Spiriva Respimat OKed for COPD in Europe

29 July 2007

German drug major Boehringer Ingelheim and world pharmaceutical giant Pfizer have completed the approval process for authorization to market their co-developed Respimat Soft Mist inhaler in conjunction with the chronic obstructive pulmonary disease drug Spiriva (tiotropium bromide) in the European Union for people with COPD.

"Spiriva Respimat represents a major step forward in COPD and inhalation therapy. Many patients find certain inhaler devices difficult to coordinate and use," said Marc Decramer, Respiratory Division of the Katholieke Universiteit Leuven, Belgium. "Spiriva Respimat has a unique and sophisticated delivery system, and a user-friendly design, making it easy to use and suitable for a broad range of patients with COPD. In addition, the long-lasting, soft mist cloud generated by Spiriva Respimat ensures optimized delivery of Spiriva to the lungs, helping patients breathe more easily," he added.

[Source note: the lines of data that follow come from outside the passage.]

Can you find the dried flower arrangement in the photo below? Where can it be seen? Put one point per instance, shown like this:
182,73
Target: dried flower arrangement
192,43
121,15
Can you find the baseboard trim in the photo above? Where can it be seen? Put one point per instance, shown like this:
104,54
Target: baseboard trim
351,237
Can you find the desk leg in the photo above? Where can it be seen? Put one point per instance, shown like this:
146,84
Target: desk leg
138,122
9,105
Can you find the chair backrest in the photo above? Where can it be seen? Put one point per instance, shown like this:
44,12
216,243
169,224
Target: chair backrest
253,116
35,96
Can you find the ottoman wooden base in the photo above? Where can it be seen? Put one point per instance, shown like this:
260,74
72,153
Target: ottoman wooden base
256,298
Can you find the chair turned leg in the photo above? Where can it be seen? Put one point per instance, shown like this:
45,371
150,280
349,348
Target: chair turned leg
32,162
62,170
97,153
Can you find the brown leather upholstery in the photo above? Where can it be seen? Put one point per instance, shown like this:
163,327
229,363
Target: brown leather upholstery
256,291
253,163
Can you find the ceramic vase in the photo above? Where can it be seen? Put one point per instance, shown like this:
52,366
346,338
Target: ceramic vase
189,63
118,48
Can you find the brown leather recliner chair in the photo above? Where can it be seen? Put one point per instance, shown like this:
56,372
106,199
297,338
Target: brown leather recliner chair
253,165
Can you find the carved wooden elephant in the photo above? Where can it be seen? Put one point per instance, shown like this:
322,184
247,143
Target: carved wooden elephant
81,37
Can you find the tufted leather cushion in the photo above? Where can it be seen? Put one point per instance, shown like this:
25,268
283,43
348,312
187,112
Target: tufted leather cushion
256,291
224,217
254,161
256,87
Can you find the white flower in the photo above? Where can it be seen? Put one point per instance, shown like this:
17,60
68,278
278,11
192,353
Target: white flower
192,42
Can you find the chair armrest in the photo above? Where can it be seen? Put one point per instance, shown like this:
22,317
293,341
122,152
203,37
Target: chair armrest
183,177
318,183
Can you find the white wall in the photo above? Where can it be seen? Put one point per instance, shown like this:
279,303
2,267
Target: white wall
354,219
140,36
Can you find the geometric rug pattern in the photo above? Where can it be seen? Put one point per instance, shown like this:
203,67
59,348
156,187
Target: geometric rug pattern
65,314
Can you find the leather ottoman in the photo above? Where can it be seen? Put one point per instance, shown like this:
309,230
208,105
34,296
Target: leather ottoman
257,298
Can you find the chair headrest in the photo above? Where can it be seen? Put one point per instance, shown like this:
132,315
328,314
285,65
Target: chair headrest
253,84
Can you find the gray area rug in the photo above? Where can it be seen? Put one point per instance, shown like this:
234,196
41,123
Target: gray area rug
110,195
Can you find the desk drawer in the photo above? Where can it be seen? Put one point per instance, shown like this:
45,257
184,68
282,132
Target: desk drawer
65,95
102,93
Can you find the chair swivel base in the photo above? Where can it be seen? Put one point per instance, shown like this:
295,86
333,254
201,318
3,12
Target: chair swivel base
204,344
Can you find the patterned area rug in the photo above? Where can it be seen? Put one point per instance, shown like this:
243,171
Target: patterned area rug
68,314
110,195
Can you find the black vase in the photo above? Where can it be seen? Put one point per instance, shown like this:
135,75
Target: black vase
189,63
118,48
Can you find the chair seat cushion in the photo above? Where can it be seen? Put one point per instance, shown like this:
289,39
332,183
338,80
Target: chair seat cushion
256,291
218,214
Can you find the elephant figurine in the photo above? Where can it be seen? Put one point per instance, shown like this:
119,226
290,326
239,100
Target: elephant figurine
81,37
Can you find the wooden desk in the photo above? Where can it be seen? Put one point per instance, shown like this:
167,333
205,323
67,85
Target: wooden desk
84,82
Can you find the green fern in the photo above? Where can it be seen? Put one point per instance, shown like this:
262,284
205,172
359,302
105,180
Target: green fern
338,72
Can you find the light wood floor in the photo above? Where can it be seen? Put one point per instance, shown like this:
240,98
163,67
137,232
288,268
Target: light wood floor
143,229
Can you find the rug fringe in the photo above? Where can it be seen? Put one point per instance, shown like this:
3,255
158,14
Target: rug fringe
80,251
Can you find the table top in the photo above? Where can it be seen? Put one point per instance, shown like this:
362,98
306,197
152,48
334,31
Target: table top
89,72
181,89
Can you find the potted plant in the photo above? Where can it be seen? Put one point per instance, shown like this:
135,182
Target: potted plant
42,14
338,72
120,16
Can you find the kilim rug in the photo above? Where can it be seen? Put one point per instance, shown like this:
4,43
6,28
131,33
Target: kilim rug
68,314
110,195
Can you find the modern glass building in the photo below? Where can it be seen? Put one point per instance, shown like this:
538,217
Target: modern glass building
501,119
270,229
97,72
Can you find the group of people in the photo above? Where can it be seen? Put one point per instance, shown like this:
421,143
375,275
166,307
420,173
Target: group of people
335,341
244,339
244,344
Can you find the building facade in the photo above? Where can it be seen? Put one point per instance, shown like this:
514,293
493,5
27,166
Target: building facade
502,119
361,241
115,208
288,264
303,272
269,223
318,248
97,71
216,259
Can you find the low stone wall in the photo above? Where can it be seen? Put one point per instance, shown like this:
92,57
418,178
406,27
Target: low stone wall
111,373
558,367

In clinical studies comparing inhaler devices, patients preferred Boehringer's product, which may help increase patient compliance with therapy, while the novel dose-delivery system of the product also means that, unlike dry-powder inhalers, the delivered dose is not dependent on patients' inspiratory flow, the firm noted, adding that its first-line maintenance therapy for COPD positively impacts the clinical course of the disease, helping to change the way patients live with their condition. The efficacy of Spiriva has been demonstrated in a clinical development program involving 25,000 patients and the agent the most prescribed brand of COPD drug in the world.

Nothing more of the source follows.